Bot Nets Aim For ID Theft, Spyware Installs: Report

At least a million computers around the world host bot software unwittingly and are controlled by individuals or groups using these "bot nets" to steal identities and install and distribute spyware, according to a new report by the Honeynet Project.

The March 13 report said combinations of functionalities in these bot nets can be used for large-scale identity theft, phishing, or spyware, with typical bots tied to ten thousand computers at a time using Internet Relay Chat (IRC) and similar networks for command and control, with plugin architecture allowing new features to be added quickly, according to report co-author Thorsten Holz.

Holz and other researchers tapped into over a hundred such bot nets since the summer of 2004, some of which had over 50,000 computers each and used them for denial-of-service attacks as well as ID theft and adware/spyware installation.

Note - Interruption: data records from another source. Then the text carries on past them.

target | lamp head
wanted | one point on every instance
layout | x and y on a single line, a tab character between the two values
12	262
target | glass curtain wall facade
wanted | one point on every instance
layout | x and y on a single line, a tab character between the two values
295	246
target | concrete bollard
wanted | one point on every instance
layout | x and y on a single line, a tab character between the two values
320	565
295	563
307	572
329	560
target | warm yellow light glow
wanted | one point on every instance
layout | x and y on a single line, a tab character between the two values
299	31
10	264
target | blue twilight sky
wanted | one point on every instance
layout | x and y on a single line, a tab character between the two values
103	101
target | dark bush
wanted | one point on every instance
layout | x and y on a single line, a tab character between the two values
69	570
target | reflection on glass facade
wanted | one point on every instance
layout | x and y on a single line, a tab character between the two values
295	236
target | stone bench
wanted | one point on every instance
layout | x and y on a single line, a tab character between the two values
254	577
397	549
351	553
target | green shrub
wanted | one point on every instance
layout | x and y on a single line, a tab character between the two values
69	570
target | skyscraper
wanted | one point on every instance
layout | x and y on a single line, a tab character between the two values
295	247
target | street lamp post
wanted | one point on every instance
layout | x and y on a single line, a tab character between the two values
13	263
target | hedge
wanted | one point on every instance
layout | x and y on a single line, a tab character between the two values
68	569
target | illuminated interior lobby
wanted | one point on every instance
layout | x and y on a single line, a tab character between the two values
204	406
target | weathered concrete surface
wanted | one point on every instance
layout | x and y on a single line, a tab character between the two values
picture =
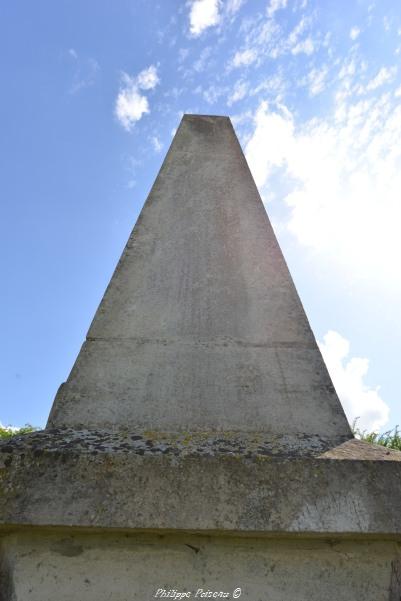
199	424
43	567
201	327
229	484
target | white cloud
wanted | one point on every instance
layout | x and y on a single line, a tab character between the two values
274	6
244	57
203	14
306	46
316	80
268	146
358	399
343	176
233	6
239	92
131	104
354	33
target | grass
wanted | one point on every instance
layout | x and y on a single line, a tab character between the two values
8	431
390	439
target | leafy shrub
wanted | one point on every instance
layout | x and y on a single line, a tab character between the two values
8	431
390	439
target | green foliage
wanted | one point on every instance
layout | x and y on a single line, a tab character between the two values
390	439
8	431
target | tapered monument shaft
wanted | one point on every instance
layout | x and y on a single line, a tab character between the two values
201	327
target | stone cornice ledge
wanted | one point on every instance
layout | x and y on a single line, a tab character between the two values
202	483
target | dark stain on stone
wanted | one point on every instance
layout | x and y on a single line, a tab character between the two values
194	549
67	548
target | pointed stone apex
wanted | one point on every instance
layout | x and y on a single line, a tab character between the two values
201	328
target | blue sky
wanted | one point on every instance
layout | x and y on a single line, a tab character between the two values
92	94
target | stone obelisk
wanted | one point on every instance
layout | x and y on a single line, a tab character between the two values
198	448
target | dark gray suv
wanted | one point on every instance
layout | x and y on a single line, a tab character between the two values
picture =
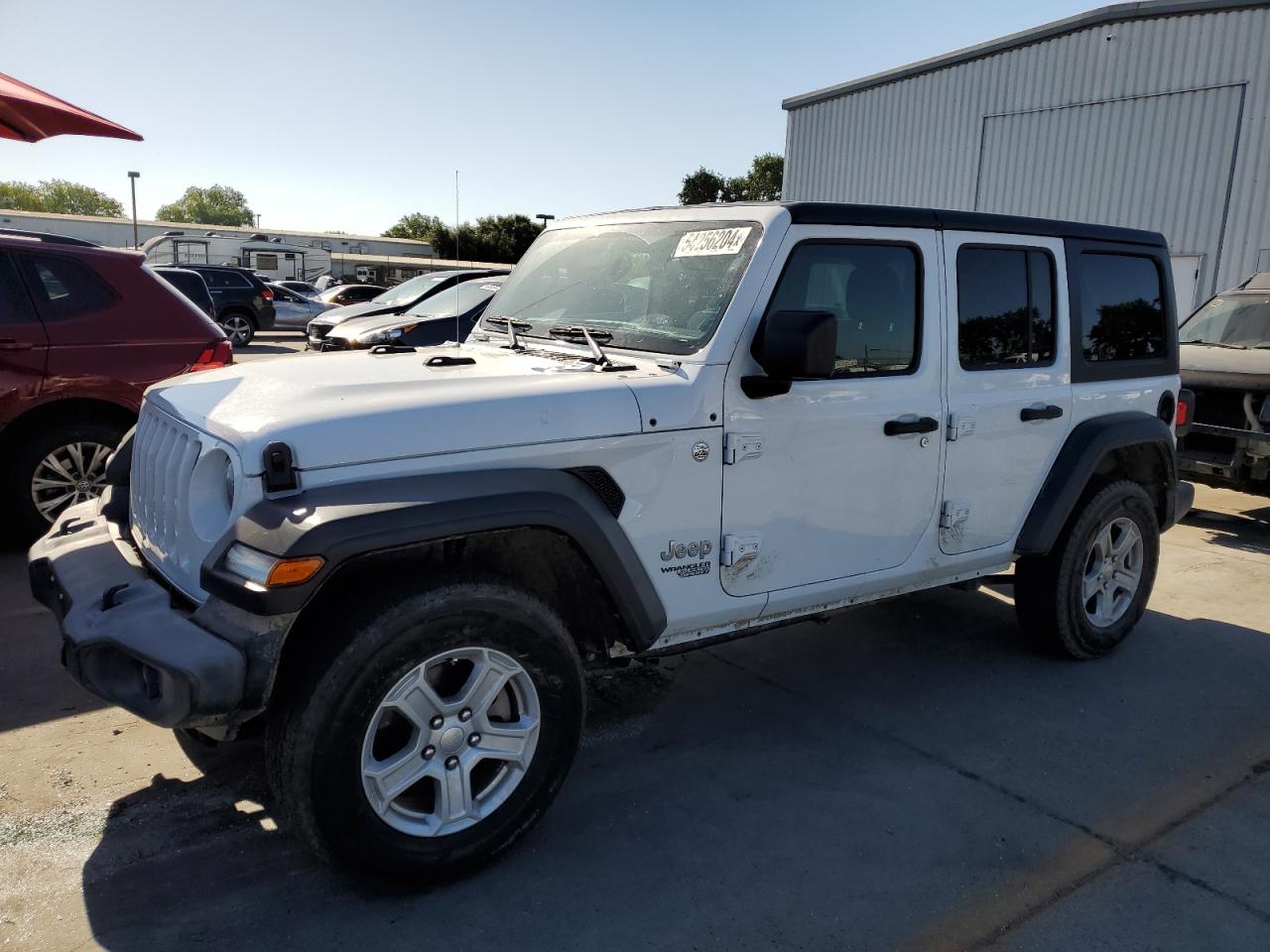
244	304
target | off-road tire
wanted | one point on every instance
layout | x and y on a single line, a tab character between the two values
1048	588
31	449
320	715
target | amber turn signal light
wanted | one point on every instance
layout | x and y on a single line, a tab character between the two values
293	571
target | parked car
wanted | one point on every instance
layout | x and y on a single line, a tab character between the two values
82	331
302	287
397	298
294	309
1225	363
671	426
244	303
191	286
447	316
350	294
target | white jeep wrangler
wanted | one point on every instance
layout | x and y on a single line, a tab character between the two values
672	426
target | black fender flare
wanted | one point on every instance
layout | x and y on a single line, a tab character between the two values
1086	447
344	522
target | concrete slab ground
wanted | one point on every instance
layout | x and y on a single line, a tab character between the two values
910	775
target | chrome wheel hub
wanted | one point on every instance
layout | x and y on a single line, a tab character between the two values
68	475
449	742
1112	572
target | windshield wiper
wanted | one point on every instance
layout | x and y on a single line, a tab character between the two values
512	326
590	335
1214	343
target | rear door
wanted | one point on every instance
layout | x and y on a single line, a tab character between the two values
1008	386
23	343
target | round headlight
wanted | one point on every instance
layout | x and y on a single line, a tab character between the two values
211	494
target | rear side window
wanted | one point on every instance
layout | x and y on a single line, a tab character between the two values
64	287
871	293
1121	307
1005	307
14	304
225	280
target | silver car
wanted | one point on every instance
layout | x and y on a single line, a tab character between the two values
294	309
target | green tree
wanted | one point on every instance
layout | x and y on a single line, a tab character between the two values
766	178
701	186
59	197
762	182
217	204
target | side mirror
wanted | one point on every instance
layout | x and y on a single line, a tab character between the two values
793	345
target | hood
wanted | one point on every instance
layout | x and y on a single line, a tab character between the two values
1224	368
370	324
357	407
339	313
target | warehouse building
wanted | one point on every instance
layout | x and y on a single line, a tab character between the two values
117	232
1148	114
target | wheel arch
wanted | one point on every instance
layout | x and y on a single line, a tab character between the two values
1133	445
66	411
552	532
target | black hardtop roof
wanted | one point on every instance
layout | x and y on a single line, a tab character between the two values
899	216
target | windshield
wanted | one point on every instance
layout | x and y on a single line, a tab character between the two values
408	290
1237	320
656	286
454	301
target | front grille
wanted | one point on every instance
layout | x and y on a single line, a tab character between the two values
163	458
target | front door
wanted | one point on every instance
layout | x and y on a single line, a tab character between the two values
23	344
838	477
1008	391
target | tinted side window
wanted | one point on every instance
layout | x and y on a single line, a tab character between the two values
63	287
14	303
1121	307
871	291
225	280
1005	307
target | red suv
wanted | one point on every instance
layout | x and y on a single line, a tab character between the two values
82	331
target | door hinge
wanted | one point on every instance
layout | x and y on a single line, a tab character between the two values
738	548
953	513
742	445
960	425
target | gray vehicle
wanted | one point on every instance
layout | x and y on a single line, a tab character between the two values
444	317
293	308
395	299
1225	365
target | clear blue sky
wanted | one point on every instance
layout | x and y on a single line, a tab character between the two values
349	114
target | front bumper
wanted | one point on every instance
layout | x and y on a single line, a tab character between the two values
122	636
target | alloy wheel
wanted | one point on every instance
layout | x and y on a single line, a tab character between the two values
238	329
1112	572
68	475
449	742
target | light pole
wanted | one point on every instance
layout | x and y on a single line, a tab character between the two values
132	180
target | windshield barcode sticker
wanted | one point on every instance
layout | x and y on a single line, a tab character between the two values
720	241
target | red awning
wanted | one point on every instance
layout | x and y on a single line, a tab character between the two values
30	114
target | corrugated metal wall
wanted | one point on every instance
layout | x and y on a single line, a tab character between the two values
1160	123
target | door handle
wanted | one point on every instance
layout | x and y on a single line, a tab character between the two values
922	424
1040	413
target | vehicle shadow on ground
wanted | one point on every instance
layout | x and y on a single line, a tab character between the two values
907	770
1246	531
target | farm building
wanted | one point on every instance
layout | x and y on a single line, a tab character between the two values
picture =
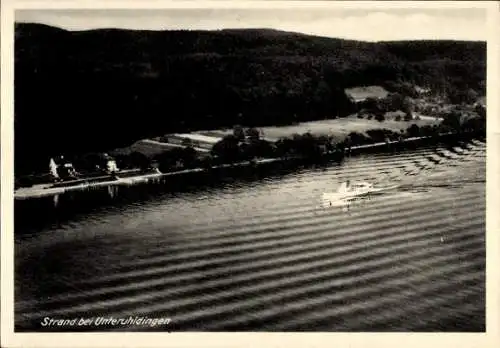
359	94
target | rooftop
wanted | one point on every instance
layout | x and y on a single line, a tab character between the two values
198	137
361	93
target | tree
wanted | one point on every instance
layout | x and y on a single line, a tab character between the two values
227	149
253	134
239	133
139	160
413	130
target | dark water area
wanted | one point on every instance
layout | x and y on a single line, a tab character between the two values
255	251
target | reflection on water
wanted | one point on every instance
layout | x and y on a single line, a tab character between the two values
258	254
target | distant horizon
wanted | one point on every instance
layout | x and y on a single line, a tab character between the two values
239	29
371	25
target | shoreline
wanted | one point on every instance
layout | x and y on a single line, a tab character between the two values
46	190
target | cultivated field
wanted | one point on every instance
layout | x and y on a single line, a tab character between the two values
339	128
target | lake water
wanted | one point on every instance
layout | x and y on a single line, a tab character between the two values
261	255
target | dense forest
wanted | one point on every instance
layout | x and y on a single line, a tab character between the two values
100	89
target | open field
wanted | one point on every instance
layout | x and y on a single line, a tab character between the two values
150	148
339	128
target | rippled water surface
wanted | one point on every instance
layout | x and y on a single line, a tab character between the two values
261	255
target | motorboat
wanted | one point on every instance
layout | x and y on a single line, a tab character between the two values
348	193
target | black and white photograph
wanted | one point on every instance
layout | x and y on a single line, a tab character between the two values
262	169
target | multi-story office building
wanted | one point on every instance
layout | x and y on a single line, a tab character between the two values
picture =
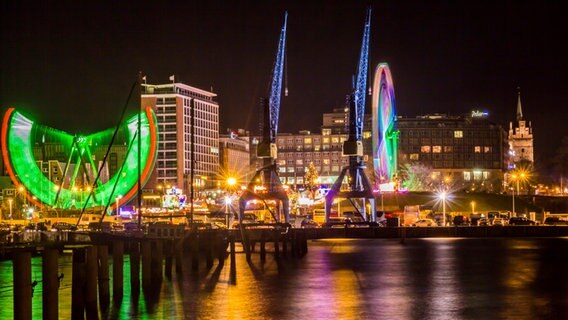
468	152
296	151
520	138
235	156
186	116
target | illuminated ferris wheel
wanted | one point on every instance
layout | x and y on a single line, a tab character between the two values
385	135
79	185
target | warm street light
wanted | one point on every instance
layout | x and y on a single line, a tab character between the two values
231	181
443	197
10	203
516	178
117	208
228	201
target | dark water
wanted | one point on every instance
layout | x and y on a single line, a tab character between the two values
353	279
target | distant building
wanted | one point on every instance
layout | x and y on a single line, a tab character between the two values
296	151
235	156
175	104
466	152
520	138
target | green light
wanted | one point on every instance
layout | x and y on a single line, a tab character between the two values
22	134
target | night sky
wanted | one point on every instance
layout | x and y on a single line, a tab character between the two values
71	65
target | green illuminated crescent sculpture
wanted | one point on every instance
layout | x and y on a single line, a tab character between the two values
20	134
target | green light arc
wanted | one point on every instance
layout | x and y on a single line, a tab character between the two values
19	134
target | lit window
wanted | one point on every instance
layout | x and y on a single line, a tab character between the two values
477	175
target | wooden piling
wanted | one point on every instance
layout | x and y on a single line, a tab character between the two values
157	261
50	281
103	276
304	238
117	269
22	273
276	235
194	251
232	247
91	272
178	256
285	245
78	284
263	245
208	247
168	253
146	255
135	267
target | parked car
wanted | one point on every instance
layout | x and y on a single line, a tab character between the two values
498	222
424	223
460	220
63	226
555	221
521	221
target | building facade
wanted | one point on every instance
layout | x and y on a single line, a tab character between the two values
188	127
235	156
520	138
464	152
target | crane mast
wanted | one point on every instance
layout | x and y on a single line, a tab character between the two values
267	177
362	71
358	187
276	84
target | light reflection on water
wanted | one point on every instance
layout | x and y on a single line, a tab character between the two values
351	279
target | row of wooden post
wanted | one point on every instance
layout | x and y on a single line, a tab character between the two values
90	273
90	268
293	242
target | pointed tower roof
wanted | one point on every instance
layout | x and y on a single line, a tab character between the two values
519	108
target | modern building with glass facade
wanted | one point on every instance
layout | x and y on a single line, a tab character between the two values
185	114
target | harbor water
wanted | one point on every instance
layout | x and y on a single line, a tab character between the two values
441	278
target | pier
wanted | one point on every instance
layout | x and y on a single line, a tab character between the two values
153	257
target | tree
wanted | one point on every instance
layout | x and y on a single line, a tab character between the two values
416	177
311	179
560	160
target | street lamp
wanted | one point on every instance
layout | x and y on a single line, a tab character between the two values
443	197
117	208
516	178
231	182
23	193
228	201
10	204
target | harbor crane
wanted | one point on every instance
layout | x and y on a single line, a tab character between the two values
352	183
265	184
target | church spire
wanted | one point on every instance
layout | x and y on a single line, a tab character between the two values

"Our research shows that some attackers are highly skilled and organized, potentially belonging to some well-organized crime structures," Holzsaid in the report. "Even in unskilled hands, it should be obvious that bot nets are a loaded and powerful weapon."

It’s believed that last summer's outage at Akamai Technologies, an Internet service provider, was caused by a bot net onslaught. Since then, Holz told reporters, bot nets have added other mischief to their repertoires aside from that described above—including stealing player character items, dropping them at predetermined cyberspace locations, and trying to sell them on eBay.

Holz said bot nets in the near future could move to the peer-to-peer world, since those communications are hard to intercept and close, while there is a concurrent trend toward smaller numbers in a bot net, which he said could make them harder to detect but just as damaging as the larger networks.

"Since the people who run botnets often share the same motives (DDoS attacks or other crimes) every bot family has its own set of commands to implement the same goals," said the Honeynet Project white paper. "Agobot is really nice here: Just (grab) the source for RegisterCommand and get the whole command-list with a complete description of all features. Due to the lack of clean design, the whole SDBot family is harder to analyze."

The Akamai takedown last year made Honeynet and other bot net watchers sensitive to possible large-value disruption or destruction, though Honeynet said no bot net attacks against government or military institutions had been detected as of this writing. "(T)ime will tell," Honeynet warned, "if this persists."